Robyn Orlin, iconoclastic South African choreographer, likes long titles. Her previous works are testament to this, for example; ... have you hugged, kissed and respected your brown Venus today? (2011), or the even more unwieldy, Beauty remained for just a moment then returned gently to her starting position (2012). Labelled a “permanent irritation” in her home country, Orlin takes the epithet as a compliment. She’s the grain of sand that makes a pearl! An imperfect one, but still.
Her offering to the 2018 edition of the Festival TransAmérique follows the blueprint of her previous works, firstly in the choice of a ponderous and rather hefty title: And so you see… our honorable blue sky and ever enduring sun.. can only be consumed slice by slice. Orlin says the title alludes to greed. “I look at Trump and the way that white America is thinking right now and I see sheer greed, no compassion whatsoever, survival of the fittest. Capitalism has made us such ugly people. How are we going to overcome this greed? That is the question I am asking in this piece.” And so you see... is performed by a solo artist, Albert Silindokuhle Ibokwe Khoza. Orlin says Khoza represents a new generation of South Africans living and working at the intersection of multiple identities; he is a performer, a healer, gay, black, obese, university educated. He is both masculine and feminine, traditional and arrestingly contemporary.

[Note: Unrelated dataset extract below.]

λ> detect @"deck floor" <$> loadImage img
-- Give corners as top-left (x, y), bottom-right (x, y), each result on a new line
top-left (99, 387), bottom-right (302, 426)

The piece starts with Khoza seated, wrapped entirely in white linen. There’s something about the imprecise folds and fall of light that reminds me of David’s Death of Marat. A large scale projection lights up the stage; it’s a close-up image of his wrapped stomach undulating with slightly laboured breath. The linen wrapping is removed to reveal another layer to be peeled; underneath he is tightly wrapped in clingfilm, everywhere except his nose and mouth.